Le vernissage des dernières œuvres de François Haguier aura lieu le jeudi 26 avril à l’Irisium, sur la rue Wellington Nord, dans une formule 5 à 7.

Tourné vers l’abstrait

Bien connu pour ses tableaux de panoramas urbains, le peintre sherbrookois François Haguier présente cette semaine son exposition Territoires intérieurs à l’Irisium sur la rue Wellington Nord. L’artiste d’origine française y montrera plusieurs tableaux abstraits.

« Au début quand j’ai commencé à peindre, c’était plus de l’art décoratif avec de grands tableaux de type "skyline" très flash, explique celui qui est peintre professionnel depuis 2013. Progressivement, j’ai changé de technique et d’outils, qui m’ont forcé à développer de nouvelles créations un peu plus abstraites et pâles. Le fini est moins brillant et plus brutal. Je travaille même certains tableaux avec du papier sablé qui donne des éclats de lumières aléatoires qui viennent de la peinture qu’on arrache. »

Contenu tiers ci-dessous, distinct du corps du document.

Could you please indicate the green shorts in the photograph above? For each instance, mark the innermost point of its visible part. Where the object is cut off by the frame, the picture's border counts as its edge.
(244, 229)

Mais François Haguier, graphiste de formation, n’a pas non plus délaissé totalement son amour pour les toiles urbaines.

« Chacun voit un peu ce qu’il veut, mais on retrouve des semblants de paysages. On peut se raccrocher à quelque chose, inconsciemment je place des blocs qui rappellent des bâtiments. On voit des formes, mais c’est aux gens de juger. »

François Haguier s’est fait connaître avec des toiles représentants des villes. Le chemin de fer à l’avant-plan est présent dans chacun de ses tableaux, comme une signature.

Lorsqu’on lui demande quelles sont ses inspirations, M. Haguier cite immédiatement Salvador Dali, même si ses créations diffèrent énormément de celles de l’artiste espagnol.

« On ne voit pas nécessairement l’inspiration de Dali dans mes toiles, mais je m’inspire de sa philosophie de travail, de sa façon d’être ouvert et attentif à tout ce qui l’entoure, à toutes les petites étincelles de création. Un matin, j’écoutais la radio et ça parlait d’un vignoble du nom de Scala Dei, ce mot-là est venu me frapper dans l’oreille et je me suis dit que ça serait un beau nom de tableau. J’ai fait des recherches sur internet et le vignoble en question ressemblait énormément à un tableau que j’étais en train de peindre et pour lequel je cherchais justement un nom. C’est extraordinaire lorsqu’une situation de la sorte arrive. C’est ce que je retiens de Dali, d’être à l’écoute du monde qui t’entoure. »

François Haguier a également décidé de produire des œuvres de plus petites dimensions que par le passé.

« Il ne faut pas se voiler le visage non plus, les petits formats se vendent à des prix plus abordables, admet-il. C’est une façon de travailler différente, ça change complètement la gestuelle. Il faut avoir un plus grand contrôle. »

Le vernissage aura lieu le jeudi 26 avril dans une formule 5 à 7 à l’Irisium. Les œuvres resteront en exposition jusqu’au 27 mai avant de déménager à Granby au Centre culturel France-Arbour.

« La place est plus grande là-bas donc il y aura peut-être d’autres œuvres un peu plus abstraites qui seront ajoutées », glisse M. Haguier.